Quand nous avons entrepris d'expliquer le système de crédit canadien en pendjabi, nous pensions que la partie difficile serait le vocabulaire. Ce n'était pas le cas. La partie difficile, c'est qu'une traduction directe des textes anglais sur le crédit est souvent techniquement correcte et complètement inutile.
Le travail, ce n'est pas la traduction. C'est le sens.
« Utilization » a un équivalent de dictionnaire en Gurmukhi. Mais la phrase qui l'entoure — le modèle mental d'une limite renouvelable qu'on est censé utiliser sans l'épuiser — n'arrive pas avec le mot. Les nouveaux arrivants venant de systèmes bancaires bâtis sur le débit et la culture du paiement intégral n'ont pas besoin d'un nom traduit; ils ont besoin que le concept soit reconstruit dans leur propre langue, avec des repères qui se transposent vraiment.
Ce que nous avons mal fait la première fois
- Nous avons utilisé des emprunts lexicaux là où une vraie expression pendjabie existait, parce que l'emprunt semblait plus « fintech ». Les réviseurs natifs l'ont signalé comme froid et clinique.
- Nous avons traduit notre principe de conformité « sans promesses » de façon trop littérale, et ça se lisait comme évasif plutôt qu'honnête. Il a fallu un réviseur pour trouver une formulation qui préserve à la fois le sens juridique et la confiance.
- Nous avons présumé qu'il n'existait qu'un seul pendjabi.
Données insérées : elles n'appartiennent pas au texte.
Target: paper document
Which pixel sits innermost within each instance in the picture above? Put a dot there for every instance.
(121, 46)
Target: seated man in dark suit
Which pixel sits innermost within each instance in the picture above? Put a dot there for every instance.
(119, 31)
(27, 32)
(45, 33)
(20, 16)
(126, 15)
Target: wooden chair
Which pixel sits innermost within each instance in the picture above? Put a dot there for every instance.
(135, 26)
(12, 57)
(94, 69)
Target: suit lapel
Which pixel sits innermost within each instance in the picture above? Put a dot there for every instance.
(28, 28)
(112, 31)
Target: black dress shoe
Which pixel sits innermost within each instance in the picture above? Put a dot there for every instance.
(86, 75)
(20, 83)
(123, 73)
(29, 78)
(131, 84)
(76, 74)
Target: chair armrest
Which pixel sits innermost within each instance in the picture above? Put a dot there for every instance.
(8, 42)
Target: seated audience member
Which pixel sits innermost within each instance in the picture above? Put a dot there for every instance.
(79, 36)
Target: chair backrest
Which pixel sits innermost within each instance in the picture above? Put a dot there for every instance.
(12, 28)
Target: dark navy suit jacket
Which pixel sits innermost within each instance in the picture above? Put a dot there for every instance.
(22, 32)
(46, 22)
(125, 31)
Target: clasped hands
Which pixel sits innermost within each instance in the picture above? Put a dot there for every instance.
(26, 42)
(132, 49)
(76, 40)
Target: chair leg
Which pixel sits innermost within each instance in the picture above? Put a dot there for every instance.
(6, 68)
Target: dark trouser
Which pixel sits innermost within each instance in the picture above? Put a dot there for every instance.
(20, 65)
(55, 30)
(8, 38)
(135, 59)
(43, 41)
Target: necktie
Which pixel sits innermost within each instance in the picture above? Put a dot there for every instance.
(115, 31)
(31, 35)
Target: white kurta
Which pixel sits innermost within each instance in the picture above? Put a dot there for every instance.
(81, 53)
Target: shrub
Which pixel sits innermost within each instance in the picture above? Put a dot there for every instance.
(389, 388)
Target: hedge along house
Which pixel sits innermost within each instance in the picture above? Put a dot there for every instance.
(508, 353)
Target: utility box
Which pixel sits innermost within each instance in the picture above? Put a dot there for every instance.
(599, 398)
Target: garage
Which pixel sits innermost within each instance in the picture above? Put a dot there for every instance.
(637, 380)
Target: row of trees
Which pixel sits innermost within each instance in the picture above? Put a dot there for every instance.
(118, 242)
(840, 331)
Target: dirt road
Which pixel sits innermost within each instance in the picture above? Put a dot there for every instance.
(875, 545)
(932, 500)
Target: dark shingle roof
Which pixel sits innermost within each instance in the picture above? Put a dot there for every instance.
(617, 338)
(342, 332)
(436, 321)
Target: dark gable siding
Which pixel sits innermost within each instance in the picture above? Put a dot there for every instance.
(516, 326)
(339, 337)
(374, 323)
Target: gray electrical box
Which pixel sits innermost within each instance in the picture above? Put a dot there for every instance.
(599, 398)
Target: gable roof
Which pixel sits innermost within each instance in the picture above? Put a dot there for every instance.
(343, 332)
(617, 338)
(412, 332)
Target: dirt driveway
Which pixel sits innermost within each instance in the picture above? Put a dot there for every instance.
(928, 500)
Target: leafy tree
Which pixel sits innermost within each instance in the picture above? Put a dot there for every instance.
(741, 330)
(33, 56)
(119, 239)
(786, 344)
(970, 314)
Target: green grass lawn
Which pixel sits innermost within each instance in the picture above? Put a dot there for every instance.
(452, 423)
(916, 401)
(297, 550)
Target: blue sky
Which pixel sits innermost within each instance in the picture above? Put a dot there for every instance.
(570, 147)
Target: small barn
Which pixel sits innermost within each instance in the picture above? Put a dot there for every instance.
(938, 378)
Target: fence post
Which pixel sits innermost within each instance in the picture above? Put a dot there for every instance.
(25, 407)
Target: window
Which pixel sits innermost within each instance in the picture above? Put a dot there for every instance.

Le registre et le choix des mots varient selon les communautés; nous faisons maintenant réviser par plus d'une oreille.
La solution n'était pas un meilleur dictionnaire. C'était de payer des réviseurs natifs pour réécrire, pas seulement vérifier — et de traiter la traduction comme l'audition pour le rôle de coaching lui-même. Si quelqu'un peut porter le repère culturel à l'écrit, il peut le porter à l'oral.